JP Observer: Ice activities here show vivid, recent climate change

Crowds of people ice skated securely on Jamaica Pond daily in winters from the mid-1800s to less than 100 years ago. Thick blocks of ice were commercially harvested from it to sell locally and for export including by ship. The iced over pond supported trucks and teams of horses easily.

Earlier this month, after a checking out a scare that someone had fallen through the ice, the Boston Fire Department warned people not to go on the unreliable surface it as it has had to do every winter in recent decades.

Last February, a dog that fell through thin ice on the pond had to be rescued by the department.

People who grew up in JP during the mid-20th century vividly remember ice skating fun on dozens of flooded city-owned playgrounds and other lots around the neighborhood. But that long popular form of recreation came to a fairly abrupt end here in the late 1950s/early 1960s.

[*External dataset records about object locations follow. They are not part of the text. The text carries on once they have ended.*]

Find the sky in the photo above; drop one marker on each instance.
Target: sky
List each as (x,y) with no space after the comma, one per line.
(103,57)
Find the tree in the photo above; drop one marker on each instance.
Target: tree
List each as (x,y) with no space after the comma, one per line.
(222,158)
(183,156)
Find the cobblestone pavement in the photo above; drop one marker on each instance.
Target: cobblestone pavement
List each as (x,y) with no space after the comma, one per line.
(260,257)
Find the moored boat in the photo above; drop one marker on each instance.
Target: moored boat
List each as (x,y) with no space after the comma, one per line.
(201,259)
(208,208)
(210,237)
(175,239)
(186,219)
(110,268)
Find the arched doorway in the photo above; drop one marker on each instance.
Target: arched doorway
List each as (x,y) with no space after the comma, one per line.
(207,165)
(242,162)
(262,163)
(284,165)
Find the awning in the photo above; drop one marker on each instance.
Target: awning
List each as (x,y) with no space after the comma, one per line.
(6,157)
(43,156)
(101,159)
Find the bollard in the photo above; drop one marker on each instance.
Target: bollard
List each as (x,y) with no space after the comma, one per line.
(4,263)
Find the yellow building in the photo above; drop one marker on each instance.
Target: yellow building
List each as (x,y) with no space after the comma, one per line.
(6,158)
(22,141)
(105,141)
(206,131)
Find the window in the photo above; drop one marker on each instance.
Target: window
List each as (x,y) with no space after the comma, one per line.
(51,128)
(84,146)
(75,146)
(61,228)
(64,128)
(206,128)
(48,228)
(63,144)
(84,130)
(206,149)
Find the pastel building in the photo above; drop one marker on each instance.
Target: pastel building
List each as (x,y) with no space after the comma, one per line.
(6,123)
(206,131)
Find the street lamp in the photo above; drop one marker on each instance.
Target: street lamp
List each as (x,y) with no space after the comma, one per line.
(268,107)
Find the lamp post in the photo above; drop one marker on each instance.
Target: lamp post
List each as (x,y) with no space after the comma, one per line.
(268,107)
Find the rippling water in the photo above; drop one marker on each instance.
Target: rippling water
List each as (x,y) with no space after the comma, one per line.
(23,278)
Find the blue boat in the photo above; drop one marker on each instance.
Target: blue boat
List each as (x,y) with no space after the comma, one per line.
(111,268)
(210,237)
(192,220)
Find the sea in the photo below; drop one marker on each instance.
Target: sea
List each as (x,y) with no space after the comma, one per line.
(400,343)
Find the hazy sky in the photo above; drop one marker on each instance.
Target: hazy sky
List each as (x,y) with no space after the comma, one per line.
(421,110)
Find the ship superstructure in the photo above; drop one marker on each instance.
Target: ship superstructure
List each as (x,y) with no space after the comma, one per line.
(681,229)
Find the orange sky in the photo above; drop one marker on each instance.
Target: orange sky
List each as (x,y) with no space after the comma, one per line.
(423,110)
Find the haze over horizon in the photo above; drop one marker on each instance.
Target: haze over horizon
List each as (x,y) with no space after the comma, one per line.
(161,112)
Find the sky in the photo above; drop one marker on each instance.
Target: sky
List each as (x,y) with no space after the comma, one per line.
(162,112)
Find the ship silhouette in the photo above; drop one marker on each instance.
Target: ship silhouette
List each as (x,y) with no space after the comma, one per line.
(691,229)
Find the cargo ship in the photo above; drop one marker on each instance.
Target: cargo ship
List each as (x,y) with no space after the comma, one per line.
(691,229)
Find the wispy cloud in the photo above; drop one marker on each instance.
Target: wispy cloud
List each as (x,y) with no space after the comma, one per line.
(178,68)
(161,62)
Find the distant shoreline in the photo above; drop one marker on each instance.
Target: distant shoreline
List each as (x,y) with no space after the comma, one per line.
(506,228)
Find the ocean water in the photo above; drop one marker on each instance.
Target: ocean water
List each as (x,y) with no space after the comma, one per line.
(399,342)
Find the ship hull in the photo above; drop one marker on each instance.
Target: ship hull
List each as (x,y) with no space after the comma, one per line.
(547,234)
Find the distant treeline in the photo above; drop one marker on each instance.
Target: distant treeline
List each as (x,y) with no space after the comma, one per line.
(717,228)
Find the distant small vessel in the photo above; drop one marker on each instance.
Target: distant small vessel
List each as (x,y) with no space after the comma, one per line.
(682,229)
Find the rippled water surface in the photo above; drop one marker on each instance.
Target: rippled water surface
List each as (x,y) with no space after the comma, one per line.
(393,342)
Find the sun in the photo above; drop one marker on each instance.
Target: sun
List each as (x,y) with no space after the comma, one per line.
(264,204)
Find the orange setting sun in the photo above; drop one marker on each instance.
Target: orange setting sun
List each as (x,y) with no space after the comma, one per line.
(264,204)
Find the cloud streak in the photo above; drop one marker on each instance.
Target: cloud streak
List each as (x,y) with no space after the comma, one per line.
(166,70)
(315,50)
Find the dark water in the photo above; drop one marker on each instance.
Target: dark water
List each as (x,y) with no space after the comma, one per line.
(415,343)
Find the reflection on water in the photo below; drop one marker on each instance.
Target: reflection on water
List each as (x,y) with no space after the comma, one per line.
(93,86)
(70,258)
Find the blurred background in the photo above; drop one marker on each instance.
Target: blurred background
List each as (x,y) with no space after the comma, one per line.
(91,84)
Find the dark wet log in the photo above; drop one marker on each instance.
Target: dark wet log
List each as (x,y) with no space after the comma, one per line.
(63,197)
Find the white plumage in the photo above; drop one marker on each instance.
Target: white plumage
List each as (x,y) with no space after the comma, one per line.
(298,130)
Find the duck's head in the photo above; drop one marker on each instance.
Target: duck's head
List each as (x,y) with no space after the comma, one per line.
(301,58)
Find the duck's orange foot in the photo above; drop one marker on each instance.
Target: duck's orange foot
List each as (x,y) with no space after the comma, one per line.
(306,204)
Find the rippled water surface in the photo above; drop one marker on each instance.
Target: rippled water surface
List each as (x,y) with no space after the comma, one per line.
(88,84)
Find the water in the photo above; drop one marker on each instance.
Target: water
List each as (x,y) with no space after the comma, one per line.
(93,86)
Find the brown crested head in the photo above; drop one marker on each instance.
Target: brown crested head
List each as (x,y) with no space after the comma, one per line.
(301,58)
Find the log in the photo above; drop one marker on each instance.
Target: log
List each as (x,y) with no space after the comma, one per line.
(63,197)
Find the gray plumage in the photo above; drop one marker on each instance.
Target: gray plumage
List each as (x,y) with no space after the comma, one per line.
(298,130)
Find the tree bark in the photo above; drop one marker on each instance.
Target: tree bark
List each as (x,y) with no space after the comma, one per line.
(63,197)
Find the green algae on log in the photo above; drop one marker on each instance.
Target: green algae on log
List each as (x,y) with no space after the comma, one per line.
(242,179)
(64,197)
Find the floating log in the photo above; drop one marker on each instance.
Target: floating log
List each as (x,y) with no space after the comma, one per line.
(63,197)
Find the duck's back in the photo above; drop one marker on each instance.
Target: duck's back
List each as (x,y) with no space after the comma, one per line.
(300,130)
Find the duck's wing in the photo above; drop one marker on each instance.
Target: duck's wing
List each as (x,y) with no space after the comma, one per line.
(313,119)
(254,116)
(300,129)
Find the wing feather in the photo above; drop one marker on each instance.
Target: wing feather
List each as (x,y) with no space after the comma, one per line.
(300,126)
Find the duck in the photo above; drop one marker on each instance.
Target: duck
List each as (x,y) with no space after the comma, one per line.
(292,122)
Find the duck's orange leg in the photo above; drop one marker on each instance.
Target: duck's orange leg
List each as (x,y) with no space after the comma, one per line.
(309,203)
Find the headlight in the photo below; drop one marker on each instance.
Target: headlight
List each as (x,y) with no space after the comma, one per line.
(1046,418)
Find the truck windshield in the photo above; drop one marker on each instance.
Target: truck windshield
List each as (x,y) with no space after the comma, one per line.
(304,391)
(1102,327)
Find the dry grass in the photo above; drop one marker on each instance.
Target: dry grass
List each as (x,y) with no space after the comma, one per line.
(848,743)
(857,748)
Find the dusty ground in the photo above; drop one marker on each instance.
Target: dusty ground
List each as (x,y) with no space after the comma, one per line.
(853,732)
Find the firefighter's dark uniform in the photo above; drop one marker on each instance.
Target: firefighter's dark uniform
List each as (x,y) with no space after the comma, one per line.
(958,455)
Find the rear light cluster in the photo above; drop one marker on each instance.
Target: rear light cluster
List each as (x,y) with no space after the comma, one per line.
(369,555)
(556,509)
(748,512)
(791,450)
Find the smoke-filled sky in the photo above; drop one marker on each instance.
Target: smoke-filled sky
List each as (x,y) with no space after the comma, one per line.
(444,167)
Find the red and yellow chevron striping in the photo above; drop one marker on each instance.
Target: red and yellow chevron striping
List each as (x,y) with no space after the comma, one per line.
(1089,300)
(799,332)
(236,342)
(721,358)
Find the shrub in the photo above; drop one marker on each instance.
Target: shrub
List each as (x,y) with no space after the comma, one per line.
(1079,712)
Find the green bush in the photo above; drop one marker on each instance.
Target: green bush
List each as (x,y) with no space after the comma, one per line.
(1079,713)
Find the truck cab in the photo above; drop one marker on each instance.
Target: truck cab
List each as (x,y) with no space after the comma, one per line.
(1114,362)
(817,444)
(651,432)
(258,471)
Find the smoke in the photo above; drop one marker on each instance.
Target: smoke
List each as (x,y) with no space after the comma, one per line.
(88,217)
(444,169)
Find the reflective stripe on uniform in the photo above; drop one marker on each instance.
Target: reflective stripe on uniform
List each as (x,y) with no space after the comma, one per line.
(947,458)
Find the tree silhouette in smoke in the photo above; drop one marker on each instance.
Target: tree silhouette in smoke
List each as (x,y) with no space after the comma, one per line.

Kelly Rink—now “temporarily” near Stonybrook Station— was built by the state on the Jamaicaway in 1965. These days local skating is done only on rinks like Kelly that have refrigeration systems to support the ice.

“You cannot have ice skating in the Boston area today without a refrigeration system,” Steve Glickel of Friends of Kelly Rink stated. Larz Anderson and the Frog Pond both have it, too, he noted.

A new rink planned for the ground floor of a youth recreation center in Jackson Square would have a roof to shield from sun as well as refrigeration. Funds are still being raised to build the center.

“You can’t just flood and freeze” an area for skating nowadays because of the changing weather, Glickel said, speaking from years of experience with Kelly Rink.

Glaciers shrinking at the poles are very much in the news these days, but one does not need to go to the Arctic to see the effects of climate change on ice. Jamaica Pond, the largest body of water in Boston, offers dramatic evidence of similar rapid changes in ice conditions.

Gerry Wright of the Jamaica Pond Project pointed out in an interview that during the below 20 degree weather early this month, ice formed on the pond. But much of it thinned or disappeared the week after, as many Pond walkers observed.

“In summary,” Wright said of changes, “in the 1970s I sometimes walked across the pond on ice. It’s not possible now.”

Glickel, Wright and other observers often point to the drastic changes to the environment right around the Pond and threading through JP as what caused of our loss of ice. “So many cars on the Jamaicaway!”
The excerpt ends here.